Craig Kimbrel is the newest member of the 400-save club. Friday night at Truist Park, the current Philadelphia Phillies closer and longtime Atlanta Braves closer tossed a scoreless ninth inning in Philadelphia’s win over the Braves (PHI 6, ATL 4) to become the eighth member of the 400-save club.
Here is the final out of Kimbrel’s 400th save:
Kenley Jansen recorded his 400th career save at Truist Park earlier this season. Like Kimbrel, he is a former Brave.
Kimbrel is in his first season with the Phillies. He was originally drafted by the Braves in 2008 and broke into the big leagues with Atlanta in 2010. In 2014, Kimbrel passed John Smoltz and became the Braves all-time saves leader with 155. He finished his Braves career with 186 saves, his most with any team.
The Braves traded Kimbrel away on Opening Day 2015. He spent 2010-14 with the Braves before moving on to the San Diego Padres (2015), Boston Red Sox (2016-18), Chicago Cubs (2019-21), Chicago White Sox (2021), Los Angeles Dodgers (2022), and now the Phillies. Kimbrel has recorded saves with seven different teams.
Here is the all-time saves leaderboard:
- Mariano Rivera: 652
- Trevor Hoffman: 601
- Lee Smith: 478
- Francisco Rodríguez: 437
- John Franco: 424
- Billy Wagner: 422
- Kenley Jansen: 401
- Craig Kimbrel: 400
The leaderboard skews recent given the changes in bullpen roles and bullpen usage over the years. Rivera, Hoffman and Smith are all in the Hall of Fame and Wagner may soon join them. His support climbed to 68.1% this year, his eighth year on the ballot. Wagner has two more years to get over the 75% threshold needed to get into the Hall of Fame.
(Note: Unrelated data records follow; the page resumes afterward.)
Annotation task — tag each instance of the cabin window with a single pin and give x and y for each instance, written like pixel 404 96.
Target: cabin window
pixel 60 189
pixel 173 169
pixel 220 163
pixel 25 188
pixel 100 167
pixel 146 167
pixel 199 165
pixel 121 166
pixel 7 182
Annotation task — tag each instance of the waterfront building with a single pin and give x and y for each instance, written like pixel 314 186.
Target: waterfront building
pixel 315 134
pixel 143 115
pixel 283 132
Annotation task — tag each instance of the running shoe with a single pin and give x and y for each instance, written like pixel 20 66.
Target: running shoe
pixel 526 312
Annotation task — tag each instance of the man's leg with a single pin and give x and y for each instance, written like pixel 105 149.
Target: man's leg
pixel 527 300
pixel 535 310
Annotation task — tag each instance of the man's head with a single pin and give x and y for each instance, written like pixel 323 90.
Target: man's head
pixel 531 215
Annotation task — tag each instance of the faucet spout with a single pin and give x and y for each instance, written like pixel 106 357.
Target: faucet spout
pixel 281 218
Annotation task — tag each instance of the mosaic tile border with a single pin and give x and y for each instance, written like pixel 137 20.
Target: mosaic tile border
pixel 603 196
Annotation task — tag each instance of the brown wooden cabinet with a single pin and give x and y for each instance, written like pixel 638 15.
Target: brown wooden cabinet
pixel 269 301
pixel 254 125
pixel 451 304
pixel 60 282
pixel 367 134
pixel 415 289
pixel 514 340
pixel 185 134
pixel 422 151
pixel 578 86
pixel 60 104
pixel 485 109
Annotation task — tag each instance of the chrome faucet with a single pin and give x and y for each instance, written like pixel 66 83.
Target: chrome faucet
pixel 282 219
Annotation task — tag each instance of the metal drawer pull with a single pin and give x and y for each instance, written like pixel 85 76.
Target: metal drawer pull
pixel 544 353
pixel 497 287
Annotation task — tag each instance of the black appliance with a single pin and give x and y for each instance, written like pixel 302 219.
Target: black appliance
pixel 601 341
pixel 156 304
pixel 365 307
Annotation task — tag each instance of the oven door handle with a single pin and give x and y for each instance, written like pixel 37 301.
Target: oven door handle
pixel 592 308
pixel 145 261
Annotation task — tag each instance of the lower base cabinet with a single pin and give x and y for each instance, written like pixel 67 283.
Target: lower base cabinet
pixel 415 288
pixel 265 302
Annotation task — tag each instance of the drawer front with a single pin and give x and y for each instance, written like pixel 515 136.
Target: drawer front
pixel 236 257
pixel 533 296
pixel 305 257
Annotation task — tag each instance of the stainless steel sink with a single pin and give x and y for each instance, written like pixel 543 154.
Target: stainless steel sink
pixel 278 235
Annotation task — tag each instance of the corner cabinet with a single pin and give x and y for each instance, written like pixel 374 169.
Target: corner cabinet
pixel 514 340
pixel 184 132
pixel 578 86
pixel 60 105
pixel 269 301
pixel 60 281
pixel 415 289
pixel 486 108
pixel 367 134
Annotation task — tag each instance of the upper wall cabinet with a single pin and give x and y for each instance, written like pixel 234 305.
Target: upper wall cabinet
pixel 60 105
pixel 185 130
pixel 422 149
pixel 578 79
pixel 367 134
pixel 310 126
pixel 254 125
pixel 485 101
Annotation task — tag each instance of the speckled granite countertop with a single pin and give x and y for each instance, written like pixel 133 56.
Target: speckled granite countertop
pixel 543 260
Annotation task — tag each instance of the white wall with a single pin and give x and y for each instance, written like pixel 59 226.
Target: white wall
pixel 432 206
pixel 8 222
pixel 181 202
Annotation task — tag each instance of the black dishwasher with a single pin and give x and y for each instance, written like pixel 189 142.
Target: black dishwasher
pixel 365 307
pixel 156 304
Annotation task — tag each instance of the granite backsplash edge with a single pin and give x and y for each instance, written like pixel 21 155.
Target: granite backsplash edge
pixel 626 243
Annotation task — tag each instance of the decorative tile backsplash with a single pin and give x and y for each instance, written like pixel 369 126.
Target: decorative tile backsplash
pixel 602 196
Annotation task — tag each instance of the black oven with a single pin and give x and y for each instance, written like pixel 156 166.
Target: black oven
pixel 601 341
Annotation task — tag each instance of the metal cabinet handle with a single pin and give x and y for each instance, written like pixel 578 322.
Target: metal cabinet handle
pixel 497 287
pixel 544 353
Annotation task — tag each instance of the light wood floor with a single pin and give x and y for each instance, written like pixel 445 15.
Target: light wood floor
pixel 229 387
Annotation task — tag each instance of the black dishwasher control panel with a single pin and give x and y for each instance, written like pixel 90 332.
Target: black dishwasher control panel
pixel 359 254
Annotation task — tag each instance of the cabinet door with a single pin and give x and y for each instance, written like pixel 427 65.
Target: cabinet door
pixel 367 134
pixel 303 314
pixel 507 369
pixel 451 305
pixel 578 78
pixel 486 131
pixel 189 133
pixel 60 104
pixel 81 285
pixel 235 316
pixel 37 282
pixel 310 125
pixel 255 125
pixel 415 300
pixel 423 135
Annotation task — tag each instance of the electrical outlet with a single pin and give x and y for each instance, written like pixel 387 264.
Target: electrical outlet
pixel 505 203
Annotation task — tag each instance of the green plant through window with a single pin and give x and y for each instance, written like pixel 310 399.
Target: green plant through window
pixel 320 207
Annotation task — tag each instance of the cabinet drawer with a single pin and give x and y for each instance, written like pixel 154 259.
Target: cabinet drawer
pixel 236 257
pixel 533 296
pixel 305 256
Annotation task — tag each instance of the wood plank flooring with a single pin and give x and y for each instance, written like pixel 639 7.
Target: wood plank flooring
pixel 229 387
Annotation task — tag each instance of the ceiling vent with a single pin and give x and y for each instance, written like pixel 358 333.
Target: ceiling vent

Wagner making the Hall of Fame could help Kimbrel (and Jansen) one day find himself in Cooperstown. Hall of Fame voters have become increasingly supportive of modern one-inning closers in recent years and Kimbrel (and Jansen) is one of the best of this era. Kimbrel will have a viable Hall of Fame case when the time comes.
This season Kimbrel, 34, is a perfect 6 for 6 in saves chances after beginning the year in more of a setup role. He has seven postseason saves in addition to his 400 regular-season saves, and Kimbrel’s 14.4 strikeouts per nine innings is the highest strikeout rate in history among pitchers with 700 career innings. Jansen is second at 12.9.
Behind Jansen and Kimbrel, the active leader in saves is Aroldis Chapman at 317. These days the 35-year-old Chapman is mostly a setup man with the Kansas City Royals. Edwin Díaz (205 saves at age 29) and Josh Hader (145 saves at age 29) are candidates to be the next members of the 400-save club.